On Sunday O’Rourke took to Twitter where he admitted that his ancestors, as well as his wife Amy’s, had owned slaves. O’Rourke wrote in a post on Medium that his paternal great-great-great-grandfather enslaved two women in the 1850s and his maternal great-great-great-grandfather, “most likely” also owned slaves.
“I benefit from a system that my ancestors built to favor themselves at the expense of others,” O’Rourke wrote in the post. “That only increases the urgency I feel to help change this country so that it works for those who have been locked-out of — or locked-up in — this system.”
Something that we've been talking about in town hall meetings — the legacy of slavery in the United States — now has a much more personal connection.

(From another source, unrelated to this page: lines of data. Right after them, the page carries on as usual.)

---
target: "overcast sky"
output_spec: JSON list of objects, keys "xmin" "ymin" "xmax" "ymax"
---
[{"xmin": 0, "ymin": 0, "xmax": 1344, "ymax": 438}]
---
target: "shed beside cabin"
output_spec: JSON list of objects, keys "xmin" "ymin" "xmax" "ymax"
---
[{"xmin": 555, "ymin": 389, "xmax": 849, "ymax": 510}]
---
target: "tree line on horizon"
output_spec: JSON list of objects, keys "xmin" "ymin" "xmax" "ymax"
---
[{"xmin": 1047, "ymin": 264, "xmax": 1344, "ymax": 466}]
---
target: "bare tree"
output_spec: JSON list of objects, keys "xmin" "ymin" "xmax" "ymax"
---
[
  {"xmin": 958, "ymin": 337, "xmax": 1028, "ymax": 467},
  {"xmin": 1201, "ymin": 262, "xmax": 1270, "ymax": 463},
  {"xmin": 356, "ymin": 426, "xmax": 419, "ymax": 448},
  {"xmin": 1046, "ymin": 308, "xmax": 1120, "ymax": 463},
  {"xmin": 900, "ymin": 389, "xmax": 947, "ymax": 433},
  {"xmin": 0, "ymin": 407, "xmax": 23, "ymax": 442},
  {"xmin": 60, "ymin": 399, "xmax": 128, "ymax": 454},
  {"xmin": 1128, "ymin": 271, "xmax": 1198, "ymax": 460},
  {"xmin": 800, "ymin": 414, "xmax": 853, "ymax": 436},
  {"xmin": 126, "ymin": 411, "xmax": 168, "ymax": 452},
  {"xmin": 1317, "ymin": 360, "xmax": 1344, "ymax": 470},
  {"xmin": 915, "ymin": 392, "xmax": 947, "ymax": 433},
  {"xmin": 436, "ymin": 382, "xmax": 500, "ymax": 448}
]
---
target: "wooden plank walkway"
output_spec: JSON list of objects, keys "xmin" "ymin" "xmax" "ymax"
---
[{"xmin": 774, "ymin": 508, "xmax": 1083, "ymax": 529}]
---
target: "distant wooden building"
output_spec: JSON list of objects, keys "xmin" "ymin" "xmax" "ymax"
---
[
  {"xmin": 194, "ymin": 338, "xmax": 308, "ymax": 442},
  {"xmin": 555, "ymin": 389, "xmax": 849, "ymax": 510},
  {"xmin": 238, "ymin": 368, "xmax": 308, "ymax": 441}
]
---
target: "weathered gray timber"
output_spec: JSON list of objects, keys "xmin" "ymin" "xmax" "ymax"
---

I was recently given documents showing that both Amy and I are descended from people who owned slaves. https://t.co/rGKKLqcoKf
— Beto O'Rourke (@BetoORourke) July 15, 2019
The popular genealogy website Ancestry.com has located “abundant documentation” of O’Rourke’s and his wife’s ancestors’ slave-owning past and their support for the Confederacy, The Guardian reports. It was Andrew Jasper, O’Rourke’s paternal great-great-great grandfather, who enslaved two women named Eliza and Rose, both of whom were auctioned off in a “crying sale” after Jasper died, the report said.
Amy O’Rourke’s family had also owned several slaves, including ”‘one negro man called Peter,’ ‘a boy called Darsy,’ ‘a girl called Sally,’ a ‘negro man called Ned’ and ‘one other called Moses,’” the report added, citing a 1798 probate record.

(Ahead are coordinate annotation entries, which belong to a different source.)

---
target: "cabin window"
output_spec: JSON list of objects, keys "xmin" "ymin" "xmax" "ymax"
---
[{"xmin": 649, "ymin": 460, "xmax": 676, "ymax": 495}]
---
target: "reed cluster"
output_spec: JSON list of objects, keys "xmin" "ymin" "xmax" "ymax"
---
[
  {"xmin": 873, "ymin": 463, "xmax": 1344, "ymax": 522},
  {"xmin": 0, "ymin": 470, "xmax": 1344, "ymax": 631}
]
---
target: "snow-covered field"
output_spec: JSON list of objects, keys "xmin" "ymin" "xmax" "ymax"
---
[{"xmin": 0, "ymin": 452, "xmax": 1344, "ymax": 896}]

The former Texas congressman told the outlet that he and his wife knew “nothing” about their families’ slave-owning past and are deeply troubled by the revelation.

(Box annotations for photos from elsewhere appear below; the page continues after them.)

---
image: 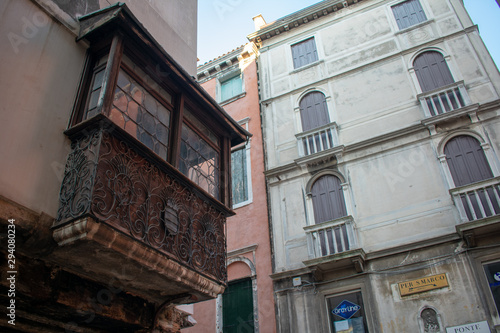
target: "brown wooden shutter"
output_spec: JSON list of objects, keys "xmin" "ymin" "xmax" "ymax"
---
[
  {"xmin": 299, "ymin": 91, "xmax": 330, "ymax": 132},
  {"xmin": 311, "ymin": 175, "xmax": 347, "ymax": 223},
  {"xmin": 413, "ymin": 51, "xmax": 455, "ymax": 92},
  {"xmin": 444, "ymin": 135, "xmax": 493, "ymax": 186}
]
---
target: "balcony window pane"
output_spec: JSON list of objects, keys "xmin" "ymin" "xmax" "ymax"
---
[
  {"xmin": 299, "ymin": 91, "xmax": 330, "ymax": 132},
  {"xmin": 413, "ymin": 51, "xmax": 455, "ymax": 92},
  {"xmin": 231, "ymin": 147, "xmax": 248, "ymax": 205},
  {"xmin": 311, "ymin": 175, "xmax": 347, "ymax": 224},
  {"xmin": 444, "ymin": 135, "xmax": 493, "ymax": 186},
  {"xmin": 292, "ymin": 38, "xmax": 318, "ymax": 68},
  {"xmin": 184, "ymin": 107, "xmax": 219, "ymax": 145},
  {"xmin": 179, "ymin": 124, "xmax": 220, "ymax": 199},
  {"xmin": 109, "ymin": 70, "xmax": 170, "ymax": 159},
  {"xmin": 85, "ymin": 67, "xmax": 104, "ymax": 119}
]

“Amy and I sat down and talked through this,” O’Rourke said. “How Andrew was able, through his descendants, to pass on the benefits of owning other human beings. And ultimately I and my children are beneficiaries of that.”
Meanwhile, O’Rourke continued to advocate his support for reparations for slave descendants.
“I will continue to support reparations, beginning with an important national conversation on slavery and racial injustice,” he wrote on Medium.
O’Rourke said it’s critical that Americans “know our own story as it relates to the national story.”
“It is only then, I believe, that we can take the necessary steps to repair the damage done and stop visiting this injustice on the generations that follow ours,” he said.
Last week, NBC News released a report confirming that Senate Majority Leader Mitch McConnell’s two great-great-great grandfathers had enslaved at least 14 people in Alabama in the 1800s.
McConnell likened himself to former President Barack Obama while acknowledging the report and defending his stance against slavery reparations.
“You know, I find myself once again in the same position” as Obama, McConnell said at a press conference when asked about the NBC report. “We both oppose reparations, and we both are the descendants of slaveholders,” he said.